The former farmer confesses that it is now more difficult for him to support his family, as lately he acts as “father and mother” to his children, who are between the ages of 8 and 24 and also eat at the dump where Manuel died .
“My wife, Katiuska, passed away one year and four months ago due to gallbladder complications. Probably He also died from that dump”, he adds with some courage.
Ana García, 24, is Rudy’s stepdaughter and remembers that for a while her mother was harvesting the crops, she had a salary and her family could live better.
“But then the situation in the country got worse, he lost his job and we lived off the garbage again.”
After her mother’s death, she also helped raise her younger siblings.
“The doctors ignored it”
It was Ana who found Manuel recovering at the dump and took him to Caicara Hospital where they did a gastric lavage to make him vomit.
Caicara Hospital Center doctors ordered his transfer to Manuel Núñez Tovar Hospital in Maturín with a medical order requesting another “urgent” gastric lavage. He lost his pulse and would not stop convulsing.
“I asked if they would do another wash and they didn’t, despite giving them the order they gave me. They just put him on a stretcher and then he died four hours later,” said the young woman.
“My little brother would live if he had been treated (Good). They didn’t catch on quickly.”
Rudy also alleges that there was medical malpractice.
“My son died after eating rubbish from the dump, but also because the doctors ignored him,” he adds.
At the hospital, they told him he had died of food poisoning.
“He liked going to school”
BBC Mundo contacted Maturín’s Mayor’s Office and Manuel Núñez Tovar Hospital to find out if they had investigated the young man’s death, but by the date of publication, they had not received a response.
Ana remembers her brother as a happy person, who wanted to study and get ahead.
“Manuel was in second grade. He liked going to school. He was also happy to go because he played theredespite sometimes leaving without eating,” he continues.
But today they are about distant memories for his family.
“Most live off the rubbish dump”
Yolanda Pérez, vice president of the Cuidarte Foundation, an organization dedicated to helping street children in Venezuela, assures that extreme poverty in the country has increased “massively” over the past four years since the foundation was founded.
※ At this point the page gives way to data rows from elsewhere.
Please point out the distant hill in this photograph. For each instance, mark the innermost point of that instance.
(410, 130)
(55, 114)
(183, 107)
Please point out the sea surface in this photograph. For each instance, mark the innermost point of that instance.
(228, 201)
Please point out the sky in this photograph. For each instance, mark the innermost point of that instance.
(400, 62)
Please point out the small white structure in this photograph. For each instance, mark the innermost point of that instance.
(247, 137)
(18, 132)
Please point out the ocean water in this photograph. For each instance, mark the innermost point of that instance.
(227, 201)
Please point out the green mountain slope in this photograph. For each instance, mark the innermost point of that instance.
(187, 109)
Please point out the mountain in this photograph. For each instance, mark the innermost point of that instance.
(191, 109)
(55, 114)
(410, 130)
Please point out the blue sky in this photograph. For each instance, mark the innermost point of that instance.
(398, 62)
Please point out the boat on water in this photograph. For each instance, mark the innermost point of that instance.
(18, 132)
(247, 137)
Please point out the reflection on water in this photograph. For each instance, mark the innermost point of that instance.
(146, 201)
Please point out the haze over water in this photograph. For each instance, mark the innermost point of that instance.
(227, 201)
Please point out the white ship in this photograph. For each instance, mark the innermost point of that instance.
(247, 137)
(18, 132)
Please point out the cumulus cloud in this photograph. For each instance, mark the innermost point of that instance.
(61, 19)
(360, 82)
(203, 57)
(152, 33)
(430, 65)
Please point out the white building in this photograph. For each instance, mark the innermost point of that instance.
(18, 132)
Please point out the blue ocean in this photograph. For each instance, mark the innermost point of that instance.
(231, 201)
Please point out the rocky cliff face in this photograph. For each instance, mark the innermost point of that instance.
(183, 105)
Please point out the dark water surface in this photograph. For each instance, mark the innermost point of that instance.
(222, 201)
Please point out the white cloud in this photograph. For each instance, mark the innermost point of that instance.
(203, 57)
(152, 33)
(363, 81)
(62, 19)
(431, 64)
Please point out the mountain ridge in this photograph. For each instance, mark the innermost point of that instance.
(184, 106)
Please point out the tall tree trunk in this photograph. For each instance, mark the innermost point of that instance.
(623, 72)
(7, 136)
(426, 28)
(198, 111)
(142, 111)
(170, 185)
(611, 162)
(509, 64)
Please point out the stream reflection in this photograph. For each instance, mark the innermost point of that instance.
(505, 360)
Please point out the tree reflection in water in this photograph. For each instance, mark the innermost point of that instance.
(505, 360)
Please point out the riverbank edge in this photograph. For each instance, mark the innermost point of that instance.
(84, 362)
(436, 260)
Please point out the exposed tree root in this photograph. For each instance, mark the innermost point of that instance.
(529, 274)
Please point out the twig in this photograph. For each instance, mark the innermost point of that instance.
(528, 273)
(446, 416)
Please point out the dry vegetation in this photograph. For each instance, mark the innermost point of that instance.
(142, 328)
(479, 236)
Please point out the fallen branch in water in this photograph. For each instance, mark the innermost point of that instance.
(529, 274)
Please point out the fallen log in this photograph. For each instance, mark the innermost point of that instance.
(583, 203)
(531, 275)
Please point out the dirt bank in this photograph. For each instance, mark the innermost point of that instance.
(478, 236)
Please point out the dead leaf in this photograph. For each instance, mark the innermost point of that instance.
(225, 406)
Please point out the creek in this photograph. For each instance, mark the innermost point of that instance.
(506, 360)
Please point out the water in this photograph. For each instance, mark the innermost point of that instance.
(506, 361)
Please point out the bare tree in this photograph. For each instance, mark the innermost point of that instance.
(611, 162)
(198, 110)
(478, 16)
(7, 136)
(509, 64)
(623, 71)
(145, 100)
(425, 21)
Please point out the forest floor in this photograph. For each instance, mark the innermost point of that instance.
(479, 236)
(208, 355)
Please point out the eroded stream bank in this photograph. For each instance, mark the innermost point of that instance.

“Extreme poverty, especially in the Las Delicias de Caicara de Maturín sector, is impressive. The first time I came here, talking to people, I realized that there’s a whole street where most of them live off the dump”, he tells BBC Mundo.
“Families go to the landfill to collect plastic or glass, after which a truck drives through the sector to collect the material. The truck leaves and then returns in two weeks or a month to pay people what they owe. The collectors do not receive the money immediately”.
The report “Regional Panorama of Food and Nutrition Security in Latin America 2022” published by the UN last year indicates that at least 6.5 million people are hungry in Venezuela.
According to the same source, andl 4.1% of children under the age of 5 in the country suffer from acute malnutrition.
After his son’s death, Rudy has had the support of the Cuidarte Foundation and the local government. The family assures that their situation is now better than a few weeks ago.
But they want the change to be permanent so Manuel’s story doesn’t repeat itself.
“Now we want to support Rudy by getting him a job so that he can support himself and his children,” explains Yolanda Pérez.
Ana also wants the government to help her father work his land so he can “at least” grow food for them to eat and stop cleaning up.
Source: Eluniverso

Mabel is a talented author and journalist with a passion for all things technology. As an experienced writer for the 247 News Agency, she has established a reputation for her in-depth reporting and expert analysis on the latest developments in the tech industry.